Whether your group gravitates more toward Colonial history, complete with hearth cooking and blacksmithing demonstrations, or the gilt and glamour of the Roaring ’20s, there’s a Southern historic home museum to fit its needs.

Historic-home tours are a staple of group travel in many destinations, but the homes of the South offer architecture, art and memorable stories that make them stand out from the pack.


Natchez, Mississippi 

What might have been one of the most outstanding architectural achievements of its day remains frozen in the Natchez historic district. Longwood, a six-story, 30,000-square-foot mansion, remains incomplete, as workers abandoned the project when the Civil War broke out.

“People love the fact that Longwood is unfinished,” said Lynn Beach Smith, director of sales for Natchez Pilgrimage Tours. “They love the size of it and the fact that when the Civil War started, the house was abandoned by Union supporters from the North that were building it. They dropped their tools and headed for home to fight in the war. For years, the upstairs was riddled with these tools in the very places where they dropped them. Now the tools are still there, just moved so people can tour the upstairs, finished rotunda part of Longwood.”

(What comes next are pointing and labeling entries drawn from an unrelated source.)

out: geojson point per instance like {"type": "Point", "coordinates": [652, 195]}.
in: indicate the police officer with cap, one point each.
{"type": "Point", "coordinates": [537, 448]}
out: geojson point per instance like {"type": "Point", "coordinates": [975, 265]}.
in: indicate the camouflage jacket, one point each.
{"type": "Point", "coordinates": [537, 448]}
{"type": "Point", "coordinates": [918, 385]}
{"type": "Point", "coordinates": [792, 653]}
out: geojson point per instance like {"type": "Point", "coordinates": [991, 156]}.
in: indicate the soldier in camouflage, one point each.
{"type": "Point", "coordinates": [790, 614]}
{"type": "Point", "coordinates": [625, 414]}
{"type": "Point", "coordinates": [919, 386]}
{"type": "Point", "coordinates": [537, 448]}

All visitors to Longwood take a guided 45-minute tour of the home, so groups are required to reserve a time in advance through Smith, as the home can accommodate only 90 people at a time.

Natchez is home to more than 500 antebellum homes, including 13 National Historic Landmarks. Eleven are available for tours through Natchez Pilgrimage Tours, including Linden, which was the inspiration for Tara’s front door in “Gone With the Wind,” and Melrose, which is overseen by the National Park Service due to its exceptional contributions to American architectural history.

Thomas Jefferson’s Monticello

Charlottesville, Virginia 

As a presidential home, architectural experimentation ground and living-history museum, Thomas Jefferson’s Monticello offers group leaders the opportunity to combine many history-oriented activities into one location.

To preserve the integrity of the grounds, which include a working farm that furnishes produce for the site’s cafe, groups can park in the ample bus parking at the bottom of Monticello’s hill at the visitor center, which reopened in 2009 with a historical-film screening room and a museum with rotating exhibits to hold objects excavated from the site.

After a short shuttle ride up the hill, groups have their choice of tours. Options include the seasonal garden- and slavery-focused programs on Mulberry Row, where the estate’s workshops were historically located, or a traditional or behind-the-scenes tour of the house. Outdoor tours run mid-March through October.

The recently launched behind-the-scenes tour takes groups into areas of the house that were previously closed to visitors.

“The house is three stories, and the top two stories were more the living quarters for [Jefferson’s] family and extended family, and they’ve been restored and reinterpreted,” said Steve Geis, director of guest relations. “They’re very popular and in-depth, but one thing about the Monticello house is that Jefferson thought staircases took up too much room, so he hid them, and they’re very narrow.”

Geis recommends that groups visit the site in the fall, when many tours come to Skyline Drive and Shenandoah to see the leaves. The site is opening several new restored areas this fall as well. The cottage that was the first structure Jefferson built on the site and the north dependencies, or work rooms and storerooms, will be reinterpreted for visitors beginning this October.